Implementation
Now we have a design, a model for capturing logic with factsets and rules, it can be implemented using any programming language. Up until this point, we did not bother with any code, and we will keep it that way. Still we can make some suggestions for any implementation.
General datastructures vs Classes
The things that contain our data (terms, wrapped in facts) can be implemented in different ways. One way is to use generic data structures like (hash)maps/dictionaries found in all programming languages. This data structure does not make assumptions about its content and that makes them very versatile. But you may prefer strict objects for your data. A person
can not have a property screen_brightness
(for humans are no computer screens, after all). Many languages have “classes” in one way or more. This strictness helps preventing certain mistakes.
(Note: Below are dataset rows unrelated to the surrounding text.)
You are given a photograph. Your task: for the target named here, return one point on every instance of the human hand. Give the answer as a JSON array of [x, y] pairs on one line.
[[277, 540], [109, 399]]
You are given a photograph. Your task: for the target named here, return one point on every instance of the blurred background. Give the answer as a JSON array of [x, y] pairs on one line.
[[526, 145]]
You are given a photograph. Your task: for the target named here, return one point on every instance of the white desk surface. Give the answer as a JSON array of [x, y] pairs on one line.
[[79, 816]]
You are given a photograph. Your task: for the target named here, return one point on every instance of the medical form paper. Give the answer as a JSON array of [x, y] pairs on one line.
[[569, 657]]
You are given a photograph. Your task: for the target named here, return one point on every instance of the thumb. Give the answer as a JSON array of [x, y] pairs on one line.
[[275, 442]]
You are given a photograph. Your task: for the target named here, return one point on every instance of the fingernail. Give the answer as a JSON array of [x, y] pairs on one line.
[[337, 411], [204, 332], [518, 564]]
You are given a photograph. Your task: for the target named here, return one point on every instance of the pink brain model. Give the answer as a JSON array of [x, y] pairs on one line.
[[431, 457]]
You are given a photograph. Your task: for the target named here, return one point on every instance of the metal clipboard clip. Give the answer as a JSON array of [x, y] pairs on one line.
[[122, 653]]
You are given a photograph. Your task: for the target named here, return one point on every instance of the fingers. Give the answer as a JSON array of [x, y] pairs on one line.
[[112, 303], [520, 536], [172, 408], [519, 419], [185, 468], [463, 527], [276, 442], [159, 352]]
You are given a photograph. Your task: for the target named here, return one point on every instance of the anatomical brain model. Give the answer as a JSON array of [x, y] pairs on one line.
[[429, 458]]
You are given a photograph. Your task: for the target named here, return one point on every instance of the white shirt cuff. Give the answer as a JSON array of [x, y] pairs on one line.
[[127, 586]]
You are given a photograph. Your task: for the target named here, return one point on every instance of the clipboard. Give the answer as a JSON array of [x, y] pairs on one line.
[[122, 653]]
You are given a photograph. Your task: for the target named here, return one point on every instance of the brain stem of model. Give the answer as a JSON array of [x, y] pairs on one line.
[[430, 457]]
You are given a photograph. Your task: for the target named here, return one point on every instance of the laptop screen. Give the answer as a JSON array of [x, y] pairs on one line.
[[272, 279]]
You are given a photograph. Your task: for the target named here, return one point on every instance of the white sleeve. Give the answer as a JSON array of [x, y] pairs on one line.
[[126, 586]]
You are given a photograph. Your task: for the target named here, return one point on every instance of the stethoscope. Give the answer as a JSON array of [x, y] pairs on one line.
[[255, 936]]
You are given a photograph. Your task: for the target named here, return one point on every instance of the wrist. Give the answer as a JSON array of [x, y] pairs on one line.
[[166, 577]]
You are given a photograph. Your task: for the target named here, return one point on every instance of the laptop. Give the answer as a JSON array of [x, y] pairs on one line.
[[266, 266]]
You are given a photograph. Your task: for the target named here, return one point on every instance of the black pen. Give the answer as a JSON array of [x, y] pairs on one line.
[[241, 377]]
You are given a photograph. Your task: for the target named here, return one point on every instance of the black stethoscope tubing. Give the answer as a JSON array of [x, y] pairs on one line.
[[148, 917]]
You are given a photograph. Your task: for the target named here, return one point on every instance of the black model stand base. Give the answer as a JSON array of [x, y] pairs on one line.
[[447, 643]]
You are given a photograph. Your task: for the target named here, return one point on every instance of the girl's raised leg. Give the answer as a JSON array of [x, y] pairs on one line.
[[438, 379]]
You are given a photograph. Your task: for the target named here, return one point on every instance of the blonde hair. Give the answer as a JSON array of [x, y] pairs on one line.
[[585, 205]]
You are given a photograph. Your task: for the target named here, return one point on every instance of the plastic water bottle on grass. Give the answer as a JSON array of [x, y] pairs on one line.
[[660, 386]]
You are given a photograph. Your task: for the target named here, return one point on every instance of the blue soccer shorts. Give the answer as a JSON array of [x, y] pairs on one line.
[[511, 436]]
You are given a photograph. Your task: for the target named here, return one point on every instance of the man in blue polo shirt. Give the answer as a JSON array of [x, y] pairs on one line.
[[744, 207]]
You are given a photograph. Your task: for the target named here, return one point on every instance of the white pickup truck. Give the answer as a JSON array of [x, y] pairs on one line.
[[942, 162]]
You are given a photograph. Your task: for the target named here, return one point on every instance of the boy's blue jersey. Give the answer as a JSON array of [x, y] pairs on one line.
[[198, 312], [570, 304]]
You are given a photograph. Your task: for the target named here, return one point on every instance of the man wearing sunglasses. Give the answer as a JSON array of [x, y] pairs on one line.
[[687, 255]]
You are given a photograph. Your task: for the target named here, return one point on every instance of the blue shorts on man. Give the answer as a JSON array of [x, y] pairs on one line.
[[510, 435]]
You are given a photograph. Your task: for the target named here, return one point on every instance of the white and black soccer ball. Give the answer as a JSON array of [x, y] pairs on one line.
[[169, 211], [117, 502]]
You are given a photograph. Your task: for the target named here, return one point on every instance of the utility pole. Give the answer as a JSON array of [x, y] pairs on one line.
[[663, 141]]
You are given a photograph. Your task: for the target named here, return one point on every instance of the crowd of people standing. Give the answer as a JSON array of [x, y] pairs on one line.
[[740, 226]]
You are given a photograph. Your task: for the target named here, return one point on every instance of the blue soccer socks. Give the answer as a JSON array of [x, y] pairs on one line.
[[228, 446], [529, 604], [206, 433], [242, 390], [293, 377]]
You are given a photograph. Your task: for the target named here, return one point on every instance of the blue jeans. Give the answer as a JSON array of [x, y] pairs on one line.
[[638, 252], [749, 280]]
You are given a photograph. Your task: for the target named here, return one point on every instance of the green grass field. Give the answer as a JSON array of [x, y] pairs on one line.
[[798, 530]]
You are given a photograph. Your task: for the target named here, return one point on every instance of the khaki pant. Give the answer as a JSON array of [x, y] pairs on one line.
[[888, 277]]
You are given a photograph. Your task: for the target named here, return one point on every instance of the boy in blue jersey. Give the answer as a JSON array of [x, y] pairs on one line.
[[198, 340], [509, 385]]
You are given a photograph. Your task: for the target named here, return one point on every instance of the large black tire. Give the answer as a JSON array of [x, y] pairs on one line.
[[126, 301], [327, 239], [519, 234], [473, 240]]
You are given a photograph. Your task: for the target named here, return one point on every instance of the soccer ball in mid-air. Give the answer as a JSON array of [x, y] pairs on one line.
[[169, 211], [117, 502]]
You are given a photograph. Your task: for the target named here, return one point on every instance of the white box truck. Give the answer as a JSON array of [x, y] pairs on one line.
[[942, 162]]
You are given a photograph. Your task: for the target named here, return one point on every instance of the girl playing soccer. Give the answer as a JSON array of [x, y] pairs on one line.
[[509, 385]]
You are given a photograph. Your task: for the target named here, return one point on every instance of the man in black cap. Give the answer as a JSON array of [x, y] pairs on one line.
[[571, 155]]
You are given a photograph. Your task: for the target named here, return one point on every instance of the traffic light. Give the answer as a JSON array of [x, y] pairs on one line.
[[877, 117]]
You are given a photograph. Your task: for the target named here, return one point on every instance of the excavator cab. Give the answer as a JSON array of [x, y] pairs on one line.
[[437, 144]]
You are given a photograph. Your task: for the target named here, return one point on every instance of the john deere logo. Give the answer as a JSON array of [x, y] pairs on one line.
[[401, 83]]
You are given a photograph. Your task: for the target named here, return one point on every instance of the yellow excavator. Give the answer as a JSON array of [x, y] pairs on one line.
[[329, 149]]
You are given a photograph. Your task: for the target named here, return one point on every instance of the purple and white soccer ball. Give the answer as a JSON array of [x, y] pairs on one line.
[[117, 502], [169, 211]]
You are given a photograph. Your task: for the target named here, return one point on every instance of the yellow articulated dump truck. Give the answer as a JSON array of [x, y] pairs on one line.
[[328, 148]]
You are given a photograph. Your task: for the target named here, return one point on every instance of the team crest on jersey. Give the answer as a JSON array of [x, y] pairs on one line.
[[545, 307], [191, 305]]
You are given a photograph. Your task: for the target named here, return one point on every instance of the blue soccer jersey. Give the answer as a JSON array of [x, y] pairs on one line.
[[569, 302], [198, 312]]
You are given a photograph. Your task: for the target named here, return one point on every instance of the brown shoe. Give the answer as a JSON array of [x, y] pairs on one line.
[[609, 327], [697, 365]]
In our reference implementation, terms can be implemented with both of those strategies. Both can be beneficial in the right context. A term interface guards that those implementations can be treated the same. For example, they can both enumerate their field names, and equality checks happen in an order independent way.
Factsets
Factsets are things that support a certain set of function (count, iterate facts, filter, etc). Multiple implementations exist, covered by an interface, to allow efficient processing of data.
The most general factset implementation is a class that embeds a hashmap to do its bookkeeping. Keys of this map are the part names and the values are lists of facts. In a way you don’t need more.
A special implementation allow just for a single part, and just stores the facts in a list. Internally this is used a lot, and some operations become cheaper to perform.
An even more reduced implementation is the empty factset. As you can guess, no facts are contained at all. This is a very common value, to denote “no result”, and is worth optimizing for.
A concatenated factset was already mentioned before. Being able to combine factsets in constant time, \(\mathcal{O}(1)\) as computer scientist would say, simply means instantaneous results, independent of the number of facts contained.
Another special mention is the SQL factset. Instead of storing facts in memory, it translates operations into SQL, so a connected database can be queried. A count
becomes SELECT COUNT(*) AS n FROM TABLE 'partname';
under the hood. Filtering requires translation of the predicate objects to proper WHERE
expressions. When special operations can’t be translated into SQL, all data will have to be copied into an in-memory, general, factset.
Remember factset are immutable. In case of a database backed fact set, that is very evident, as one is often not allowed to change data, but only to read from it.
Also, a combined (concatenated) factset can be made up from different implementations (a database, REST API, in memory data), without a user having to care about this.
Rules
Rules are pure functions leaving the input intact. That means, if the slightest tweak to the data is to be performed, the data will need to be copied (or referenced) into a new factset object. The “setpart” operation, assigning a new name to a factset is used often. It is a building block used every time you use an assignment. But changing the name modifies the factset, right? Cheap copies of factset, just overwriting the name, is an optimization that pays off quickly and was implemented for that reason.
Since the interface factset -> factset
for a rule is so uniform, we can benefit from making high level tools to validate and represent rules in different ways in a general way. Apart from a rule’s apply()
function, there is an ast()
function that generates an Abstract Syntax Tree (AST) of the rule, so its components can be visited in a uniform way.